Interview. We had an opportunity to talk with Jim Liddle, Nasuni chief innovation officer for Data Intelligence and AI, and the conversation covered edge AI, ensuring data for AI is resilient, and considering whether malware-infected agents using MCP could wander at will within an AI data space. The conversation has been edited for clarity and brevity.
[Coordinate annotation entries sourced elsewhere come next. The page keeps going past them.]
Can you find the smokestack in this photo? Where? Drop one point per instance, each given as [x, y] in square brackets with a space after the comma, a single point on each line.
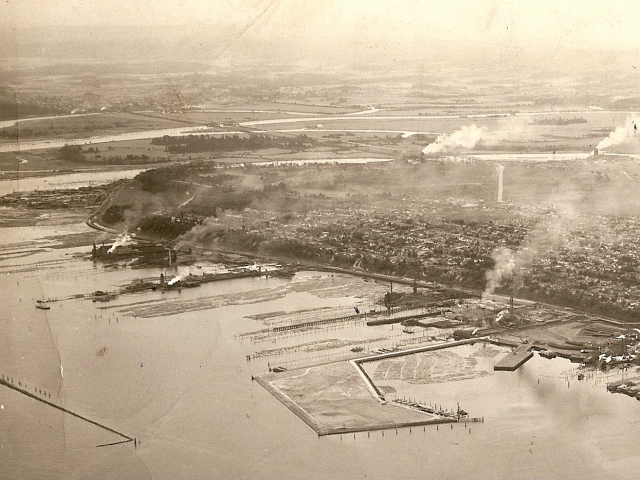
[500, 169]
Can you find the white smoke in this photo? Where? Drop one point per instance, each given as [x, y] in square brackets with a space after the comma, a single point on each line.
[466, 137]
[500, 169]
[622, 134]
[119, 241]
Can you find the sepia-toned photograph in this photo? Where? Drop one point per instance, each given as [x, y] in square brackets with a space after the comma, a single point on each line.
[319, 239]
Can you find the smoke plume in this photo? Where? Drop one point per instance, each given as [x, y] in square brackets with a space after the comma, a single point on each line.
[500, 169]
[466, 137]
[622, 134]
[550, 234]
[119, 241]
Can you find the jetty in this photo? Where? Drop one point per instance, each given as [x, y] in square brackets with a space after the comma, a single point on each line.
[514, 360]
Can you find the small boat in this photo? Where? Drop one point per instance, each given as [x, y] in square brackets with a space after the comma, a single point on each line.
[42, 305]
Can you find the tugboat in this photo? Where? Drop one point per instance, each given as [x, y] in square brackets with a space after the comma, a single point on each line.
[42, 305]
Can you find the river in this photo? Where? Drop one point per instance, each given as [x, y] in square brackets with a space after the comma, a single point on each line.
[117, 137]
[181, 384]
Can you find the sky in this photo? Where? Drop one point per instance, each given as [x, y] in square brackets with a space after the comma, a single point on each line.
[210, 29]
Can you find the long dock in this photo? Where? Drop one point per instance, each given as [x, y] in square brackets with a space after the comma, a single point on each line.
[513, 360]
[51, 404]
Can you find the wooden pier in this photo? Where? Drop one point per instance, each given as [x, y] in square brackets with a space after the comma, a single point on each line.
[513, 360]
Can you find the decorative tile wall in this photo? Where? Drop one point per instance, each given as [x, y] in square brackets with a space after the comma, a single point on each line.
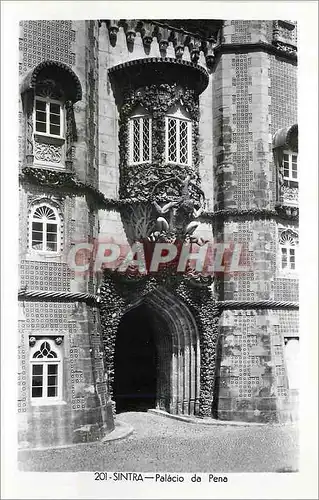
[42, 40]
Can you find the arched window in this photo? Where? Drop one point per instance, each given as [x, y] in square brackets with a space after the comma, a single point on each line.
[140, 132]
[44, 229]
[46, 370]
[49, 117]
[288, 250]
[178, 137]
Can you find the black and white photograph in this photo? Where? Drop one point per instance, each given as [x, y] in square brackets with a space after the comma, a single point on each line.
[159, 184]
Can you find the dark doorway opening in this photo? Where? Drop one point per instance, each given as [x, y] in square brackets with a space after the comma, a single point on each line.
[135, 377]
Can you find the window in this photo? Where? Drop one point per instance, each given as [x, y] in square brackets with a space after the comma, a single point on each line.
[178, 139]
[45, 229]
[290, 169]
[288, 250]
[140, 139]
[48, 117]
[46, 372]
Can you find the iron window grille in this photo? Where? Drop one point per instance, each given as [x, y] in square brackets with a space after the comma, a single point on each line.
[49, 117]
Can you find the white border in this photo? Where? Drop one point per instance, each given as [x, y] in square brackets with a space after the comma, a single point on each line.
[81, 485]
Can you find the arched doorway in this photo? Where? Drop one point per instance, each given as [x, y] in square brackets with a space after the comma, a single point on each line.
[136, 362]
[157, 356]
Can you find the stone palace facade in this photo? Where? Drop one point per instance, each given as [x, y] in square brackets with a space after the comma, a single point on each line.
[156, 131]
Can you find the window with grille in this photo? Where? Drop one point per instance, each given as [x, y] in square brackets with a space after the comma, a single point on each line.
[140, 139]
[290, 169]
[288, 250]
[46, 372]
[44, 229]
[48, 117]
[178, 138]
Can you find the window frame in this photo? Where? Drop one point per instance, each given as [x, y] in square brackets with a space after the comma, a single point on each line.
[47, 133]
[46, 400]
[179, 117]
[288, 247]
[289, 180]
[140, 117]
[45, 223]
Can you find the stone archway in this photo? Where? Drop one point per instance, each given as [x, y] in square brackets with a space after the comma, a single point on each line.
[176, 349]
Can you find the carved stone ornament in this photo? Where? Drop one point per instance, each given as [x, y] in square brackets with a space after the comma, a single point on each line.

Blocks and Files: Nasuni was early into AI. I remember a year ago, further than that, and now the rest of the industry has caught up and all the focus seems to be on Nvidia. We’ve got to do AI training, we’ve got to do AI inferencing. And so all the storage companies, almost without exception, are supporting GPUDirect for files, for objects. They’re supporting Nvidia’s GPUs, AI stack, NEMO retrievers, NIMS microservices, and all that stuff. There’s Dell, there’s HPE, there’s VAST, there’s NetApp, Pure – all significant Nvidia partners, and AI factories this, AI factories that. Where does Nasuni play in this space?
Jim Liddle: So I guess a couple of things. If you talk to people like Microsoft and other vendors, companies who are using AI to do training, real training, it’s less than 5 percent. That’s not the business, is it? It’s not the future. No. And the reason for that is it’s expensive. If you want to do a very small training set small as a company, it’s going to cost you like a million dollars just to do the training, not even to hire the staff and get the data ready.

Blocks and Files: I think I can see where you’re going with this, which is you’re inherently a company with an edge focus.
Jim Liddle: We are edge to cloud, edge to cloud. We do something that we’ve got what I would say we’ve got three pillars of AI that very few of the vendors can match; edge to cloud, global namespace and AI data resiliency.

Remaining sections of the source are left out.